The Best Espresso Beans

Espresso Science


There are many factors in making an espresso that contribute to the drink’s distinctive flavor. For one, the finely ground coffee beans provide more surface contact with the water, which produces a highly flavored and aromatic brew. The quality of the finished product can be impacted by the gauge pressure, water temperature, duration of extraction, and the volume produced. Even small variations in the size of the coffee particles in the grind can change the flavor.


The quality of the espresso machine is also an important factor. To produce a high-quality brew, the pressure and temperature should remain absolutely consistent from shot to shot. Such uniformity is difficult to achieve, and the high price of top-ranked espresso machines is often due to their ability to deliver that all-important consistency.


On a well-pulled shot, the golden to reddish-brown foam called “crema” should linger on the surface for 1-2 minutes instead of dissipating immediately. By blanketing the surface, the crema helps trap the aromatics in the drink below. The crema is traditionally considered a key element of a well-prepared espresso shot. But in recent years, some baristas have begun skimming the crema off the shot before serving, resulting in a sweeter-tasting shot. Regardless of its presentation, a shot of espresso should be consumed immediately before its aromas dissipate.

Espresso Science

The Best Espresso Beans


The machine is a key factor in making great espresso, but it’s also important to select the right coffee beans to brew. While it’s traditionally made with a darker roast, using coffee beans strictly labeled as “espresso” isn’t necessary. 


The espresso procedure amplifies the distinct flavors of the beans – both good and bad – so roasters often use a blend of beans from different sources. Beans may also be roasted to different degrees to bring out various levels of fruity, floral, spicy, or earthy flavors. Much like vintners blend wine grapes, baristas can blend coffees to balance the best qualities of individual beans.

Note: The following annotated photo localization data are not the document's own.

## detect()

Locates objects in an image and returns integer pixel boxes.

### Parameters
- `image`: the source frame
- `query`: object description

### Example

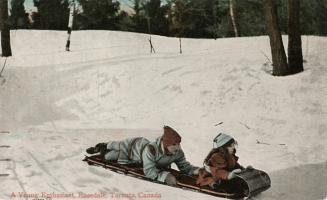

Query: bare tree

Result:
[169,0,190,54]
[66,0,75,51]
[264,0,289,76]
[146,17,155,53]
[0,0,12,57]
[288,0,303,73]
[229,0,238,37]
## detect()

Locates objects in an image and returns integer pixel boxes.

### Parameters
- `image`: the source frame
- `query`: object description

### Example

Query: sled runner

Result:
[83,155,270,199]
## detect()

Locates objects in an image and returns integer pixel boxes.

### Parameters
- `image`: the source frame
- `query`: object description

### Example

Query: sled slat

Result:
[83,155,239,199]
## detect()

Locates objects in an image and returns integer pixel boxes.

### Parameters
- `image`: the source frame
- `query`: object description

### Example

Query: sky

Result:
[24,0,36,12]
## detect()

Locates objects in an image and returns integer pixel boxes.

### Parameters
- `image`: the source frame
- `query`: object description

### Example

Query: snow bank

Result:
[0,30,326,200]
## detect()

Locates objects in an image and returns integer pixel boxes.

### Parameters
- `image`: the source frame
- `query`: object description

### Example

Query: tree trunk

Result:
[179,37,182,54]
[0,0,12,57]
[229,0,238,37]
[264,0,289,76]
[66,0,75,51]
[288,0,303,74]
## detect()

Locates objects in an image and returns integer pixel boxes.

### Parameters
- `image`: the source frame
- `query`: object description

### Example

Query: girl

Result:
[196,133,252,189]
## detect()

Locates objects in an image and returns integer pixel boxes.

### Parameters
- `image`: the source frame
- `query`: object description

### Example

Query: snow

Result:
[0,30,327,200]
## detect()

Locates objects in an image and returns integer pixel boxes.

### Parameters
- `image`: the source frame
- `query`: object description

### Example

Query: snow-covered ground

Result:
[0,30,326,200]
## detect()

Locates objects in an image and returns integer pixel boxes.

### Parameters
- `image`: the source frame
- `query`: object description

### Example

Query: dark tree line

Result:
[9,0,29,28]
[5,0,327,37]
[0,0,324,77]
[32,0,70,30]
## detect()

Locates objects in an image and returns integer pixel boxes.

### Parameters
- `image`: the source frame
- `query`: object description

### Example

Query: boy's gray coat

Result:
[142,137,198,182]
[106,136,198,183]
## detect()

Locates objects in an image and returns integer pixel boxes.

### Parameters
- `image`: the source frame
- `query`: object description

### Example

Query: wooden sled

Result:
[83,155,270,199]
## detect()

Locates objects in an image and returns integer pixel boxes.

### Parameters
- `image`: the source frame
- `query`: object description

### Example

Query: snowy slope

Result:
[0,30,327,200]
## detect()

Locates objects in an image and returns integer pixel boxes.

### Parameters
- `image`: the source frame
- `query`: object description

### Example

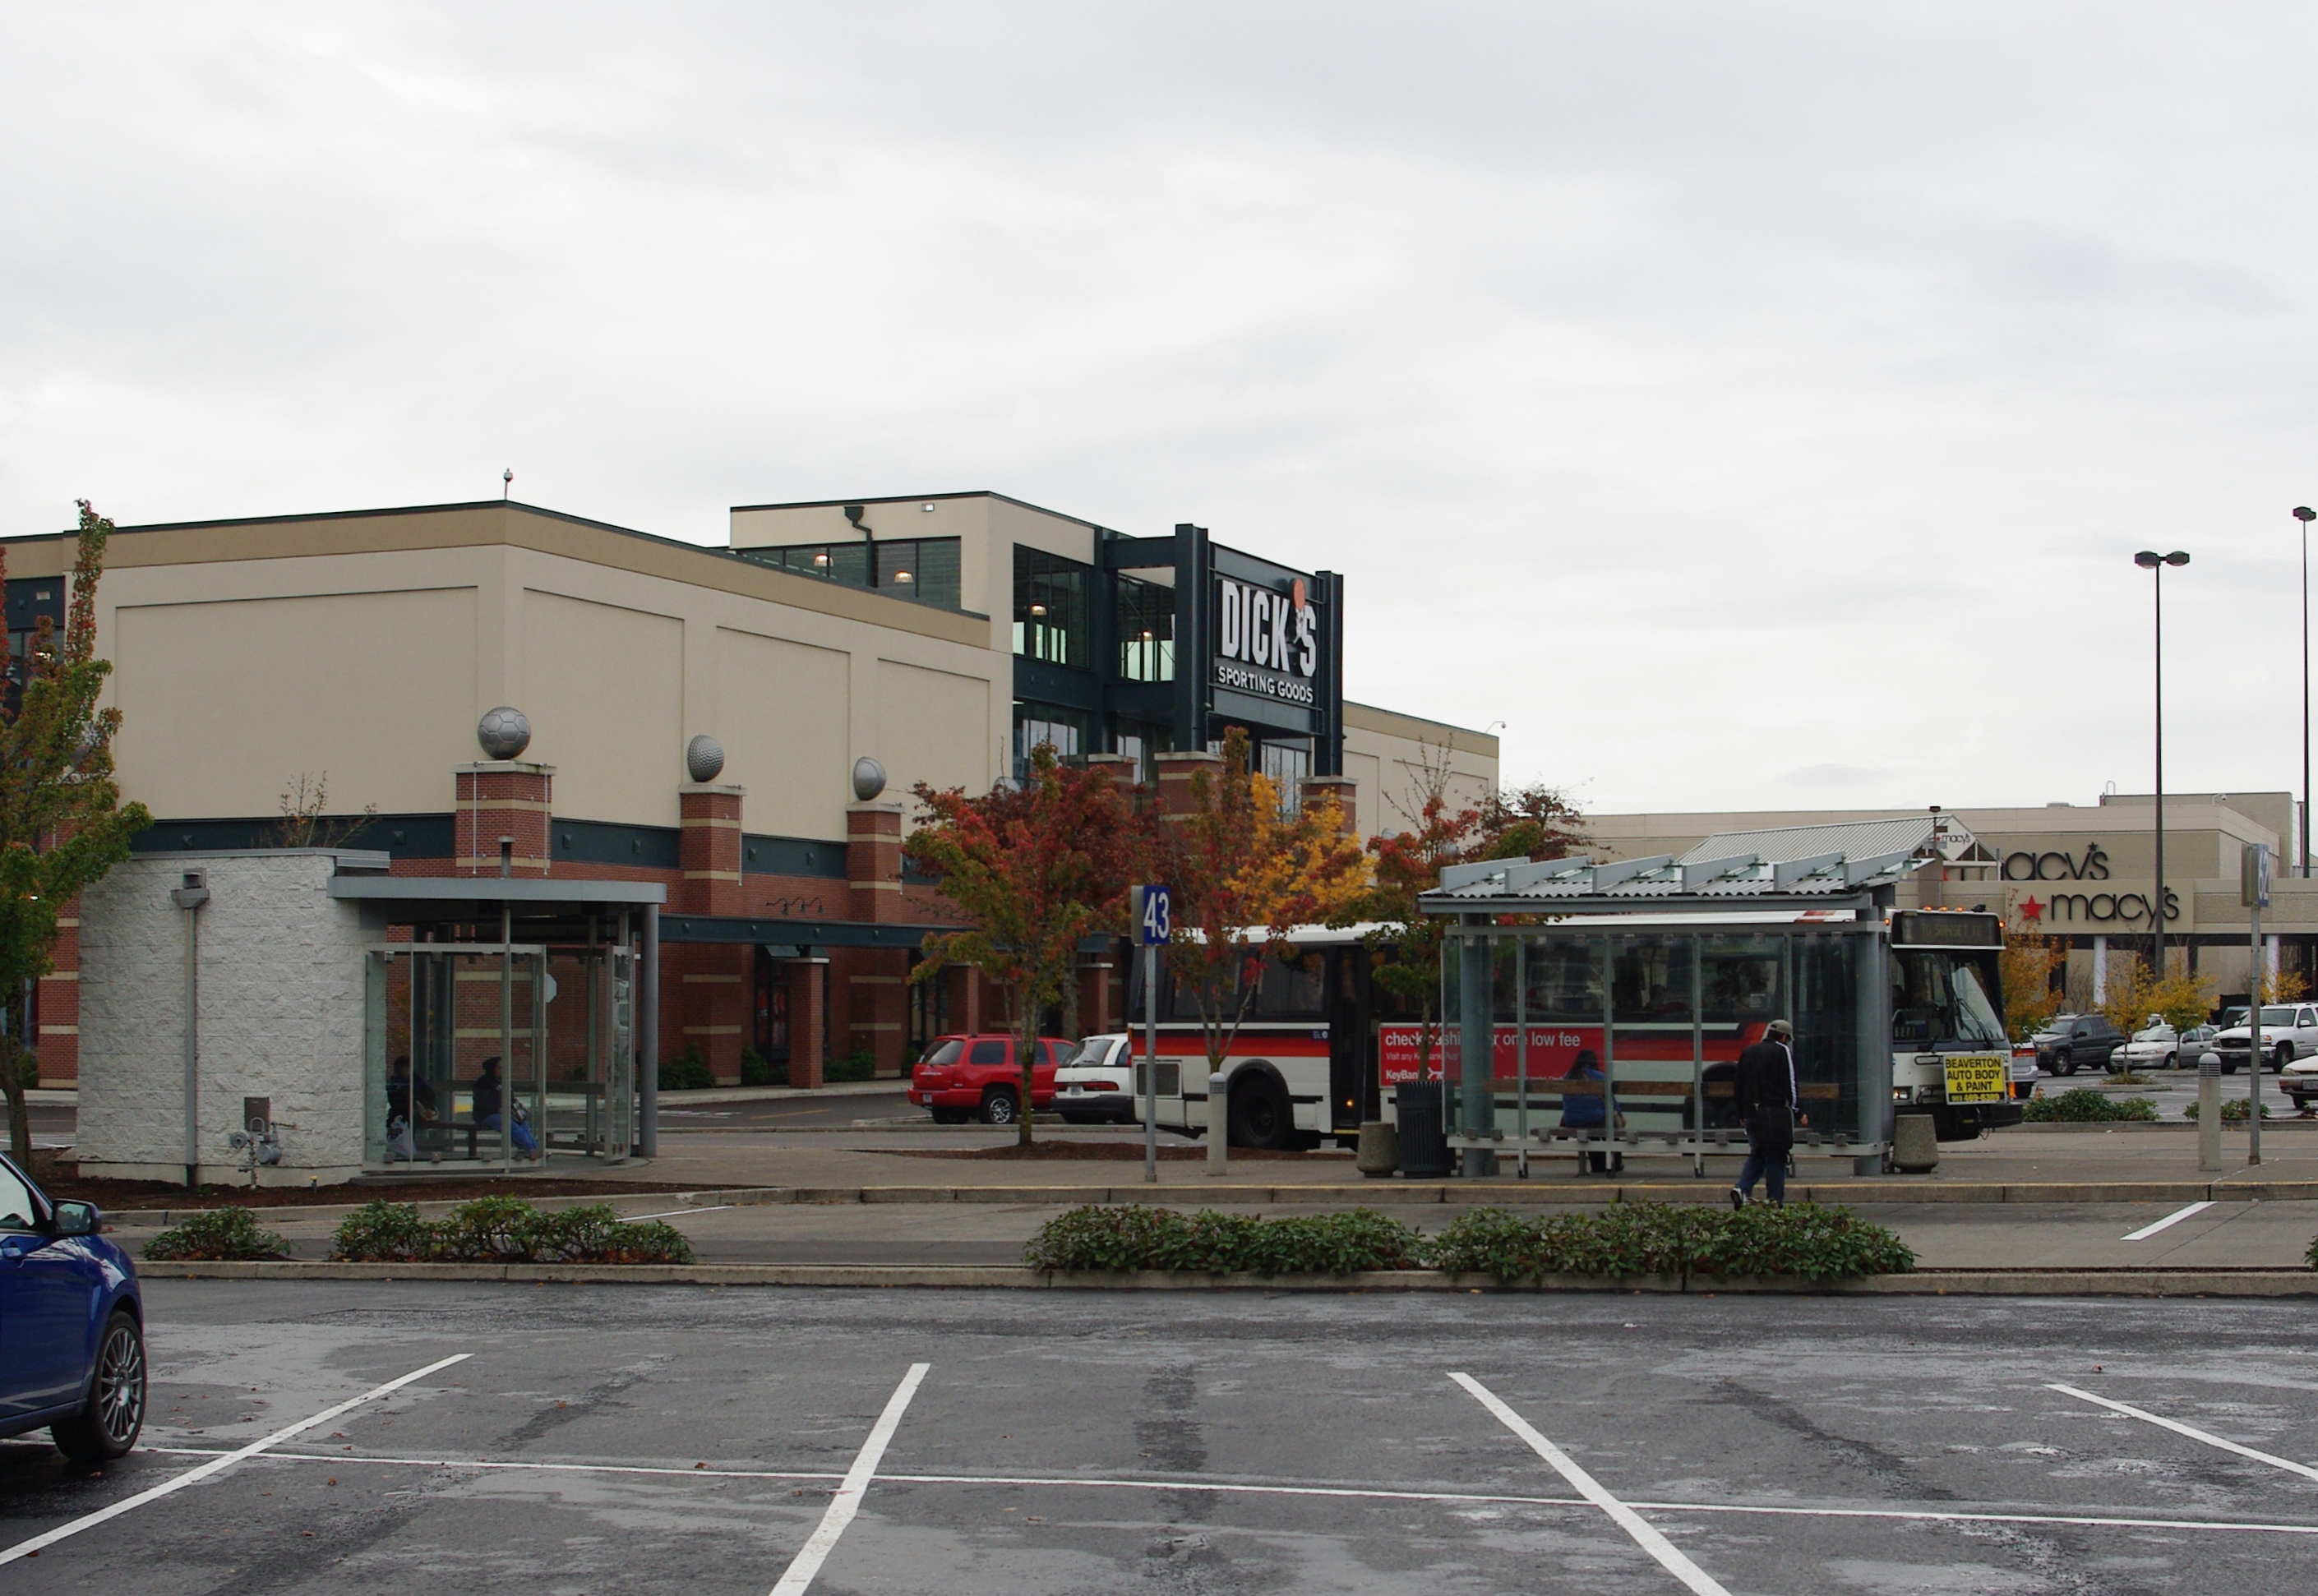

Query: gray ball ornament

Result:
[686,734,726,784]
[476,705,532,760]
[852,756,887,802]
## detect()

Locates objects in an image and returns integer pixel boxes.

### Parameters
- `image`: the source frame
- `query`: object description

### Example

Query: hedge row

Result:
[142,1207,292,1262]
[2021,1088,2159,1123]
[330,1197,694,1264]
[1022,1202,1914,1282]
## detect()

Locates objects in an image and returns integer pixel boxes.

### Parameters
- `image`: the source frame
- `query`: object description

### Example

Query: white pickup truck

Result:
[2208,1004,2318,1074]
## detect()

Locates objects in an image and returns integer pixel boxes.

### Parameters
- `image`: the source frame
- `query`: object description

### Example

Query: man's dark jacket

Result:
[1733,1038,1797,1148]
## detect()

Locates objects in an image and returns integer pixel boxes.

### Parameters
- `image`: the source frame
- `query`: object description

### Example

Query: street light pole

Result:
[2296,508,2314,877]
[2136,551,2191,977]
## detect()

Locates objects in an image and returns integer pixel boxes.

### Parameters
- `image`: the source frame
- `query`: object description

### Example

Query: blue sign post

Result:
[1137,885,1171,1183]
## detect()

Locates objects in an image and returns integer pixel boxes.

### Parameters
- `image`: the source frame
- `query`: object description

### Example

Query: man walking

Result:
[1731,1017,1801,1208]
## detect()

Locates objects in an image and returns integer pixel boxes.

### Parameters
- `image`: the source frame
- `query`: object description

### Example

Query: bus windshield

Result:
[1891,948,2006,1049]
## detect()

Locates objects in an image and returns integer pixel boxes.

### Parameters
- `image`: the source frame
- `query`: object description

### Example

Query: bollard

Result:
[1207,1071,1229,1176]
[2198,1055,2222,1173]
[1355,1120,1399,1178]
[1890,1113,1939,1174]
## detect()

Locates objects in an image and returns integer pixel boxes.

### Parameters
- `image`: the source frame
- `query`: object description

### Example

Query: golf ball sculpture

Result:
[686,734,726,784]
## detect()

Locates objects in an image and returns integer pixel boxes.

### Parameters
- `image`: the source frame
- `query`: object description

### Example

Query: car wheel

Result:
[2277,1043,2296,1071]
[1227,1073,1295,1151]
[2058,1055,2080,1077]
[2163,1051,2177,1070]
[53,1310,145,1465]
[930,1108,969,1125]
[980,1088,1019,1125]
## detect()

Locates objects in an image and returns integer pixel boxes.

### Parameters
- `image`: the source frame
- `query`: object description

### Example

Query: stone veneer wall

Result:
[77,851,374,1185]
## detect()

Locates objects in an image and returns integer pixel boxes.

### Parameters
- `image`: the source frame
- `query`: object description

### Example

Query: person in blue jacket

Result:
[1559,1048,1623,1174]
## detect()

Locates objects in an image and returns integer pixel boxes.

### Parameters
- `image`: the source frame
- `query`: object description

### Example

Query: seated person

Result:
[385,1054,437,1161]
[472,1054,540,1159]
[1558,1048,1623,1174]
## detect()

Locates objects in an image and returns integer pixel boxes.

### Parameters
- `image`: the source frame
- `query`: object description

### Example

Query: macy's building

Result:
[4,491,1496,1091]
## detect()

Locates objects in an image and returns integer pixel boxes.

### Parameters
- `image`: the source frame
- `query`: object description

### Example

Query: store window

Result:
[1014,548,1089,667]
[1115,719,1171,785]
[1014,701,1087,780]
[1259,740,1310,815]
[745,538,961,610]
[1115,574,1175,682]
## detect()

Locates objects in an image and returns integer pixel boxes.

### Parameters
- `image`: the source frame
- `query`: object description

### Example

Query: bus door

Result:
[1326,945,1368,1131]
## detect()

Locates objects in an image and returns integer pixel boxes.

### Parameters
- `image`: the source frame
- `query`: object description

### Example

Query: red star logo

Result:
[2020,896,2044,922]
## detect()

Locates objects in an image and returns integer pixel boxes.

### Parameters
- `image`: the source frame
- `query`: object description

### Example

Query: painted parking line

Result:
[768,1363,929,1596]
[2050,1383,2318,1483]
[129,1444,2318,1538]
[1452,1372,1731,1596]
[620,1206,736,1223]
[2121,1201,2214,1241]
[0,1353,469,1568]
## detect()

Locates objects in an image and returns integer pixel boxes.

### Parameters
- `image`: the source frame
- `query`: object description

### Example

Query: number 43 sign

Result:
[1138,884,1173,945]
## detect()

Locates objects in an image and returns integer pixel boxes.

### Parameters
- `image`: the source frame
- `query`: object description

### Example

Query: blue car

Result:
[0,1152,145,1462]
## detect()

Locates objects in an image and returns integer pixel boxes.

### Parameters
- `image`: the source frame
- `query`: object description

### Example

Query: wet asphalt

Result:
[2,1283,2314,1594]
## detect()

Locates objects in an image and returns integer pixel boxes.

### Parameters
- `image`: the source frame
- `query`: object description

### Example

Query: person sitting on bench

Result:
[472,1055,539,1159]
[1559,1048,1623,1174]
[385,1054,437,1161]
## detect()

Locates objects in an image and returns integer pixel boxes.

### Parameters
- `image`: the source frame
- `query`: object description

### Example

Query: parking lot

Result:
[2,1285,2313,1593]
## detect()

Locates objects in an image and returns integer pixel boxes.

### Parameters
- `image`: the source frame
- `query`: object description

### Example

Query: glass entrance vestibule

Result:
[330,875,664,1174]
[1436,914,1890,1174]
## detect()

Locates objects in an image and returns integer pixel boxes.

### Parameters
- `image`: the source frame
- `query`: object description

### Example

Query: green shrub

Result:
[1427,1202,1914,1283]
[1023,1206,1426,1274]
[740,1046,784,1086]
[2184,1099,2272,1123]
[827,1046,877,1083]
[2023,1088,2159,1123]
[143,1207,292,1262]
[658,1047,714,1091]
[330,1198,693,1265]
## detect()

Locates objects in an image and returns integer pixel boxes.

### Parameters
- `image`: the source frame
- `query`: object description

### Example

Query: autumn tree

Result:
[905,744,1143,1144]
[1152,729,1368,1135]
[1475,779,1588,861]
[2094,954,2212,1038]
[1999,917,2068,1040]
[0,504,153,1166]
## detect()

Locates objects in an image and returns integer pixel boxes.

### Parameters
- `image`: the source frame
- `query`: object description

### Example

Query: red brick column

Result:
[1153,750,1224,819]
[1302,776,1359,837]
[787,958,828,1089]
[847,803,906,923]
[1086,751,1141,802]
[679,785,745,916]
[673,944,749,1083]
[455,763,553,876]
[845,949,909,1075]
[35,900,79,1086]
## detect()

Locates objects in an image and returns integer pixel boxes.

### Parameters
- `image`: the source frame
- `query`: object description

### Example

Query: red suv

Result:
[909,1034,1069,1124]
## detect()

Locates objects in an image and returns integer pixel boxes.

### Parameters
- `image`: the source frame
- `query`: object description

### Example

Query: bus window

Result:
[1613,937,1693,1021]
[1524,938,1605,1021]
[1252,948,1325,1020]
[1701,935,1782,1023]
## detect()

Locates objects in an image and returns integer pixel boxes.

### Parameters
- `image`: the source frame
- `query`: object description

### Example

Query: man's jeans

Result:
[1734,1142,1785,1204]
[481,1113,539,1155]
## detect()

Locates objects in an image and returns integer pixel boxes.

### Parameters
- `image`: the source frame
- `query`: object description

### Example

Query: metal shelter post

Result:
[638,902,659,1159]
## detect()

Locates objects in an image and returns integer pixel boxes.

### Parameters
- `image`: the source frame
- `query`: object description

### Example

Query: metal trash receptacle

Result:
[1395,1080,1452,1178]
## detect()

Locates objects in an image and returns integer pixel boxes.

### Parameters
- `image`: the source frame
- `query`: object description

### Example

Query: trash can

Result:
[1395,1080,1451,1178]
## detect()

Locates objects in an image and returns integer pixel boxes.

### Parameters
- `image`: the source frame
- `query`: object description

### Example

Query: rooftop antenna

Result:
[502,468,513,501]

Regardless of the beans you choose, it’s important to ensure you’re using the coffee at its prime to ensure freshness. Coffee is usually “rested” for a few days after roasting to allow for the off-gassing of CO2, which affects brewing, so the ideal timing for individual beans can vary based on how they were packaged. But as a general rule, beans should start being used within several weeks of roasting and packages should be finished quickly once opened.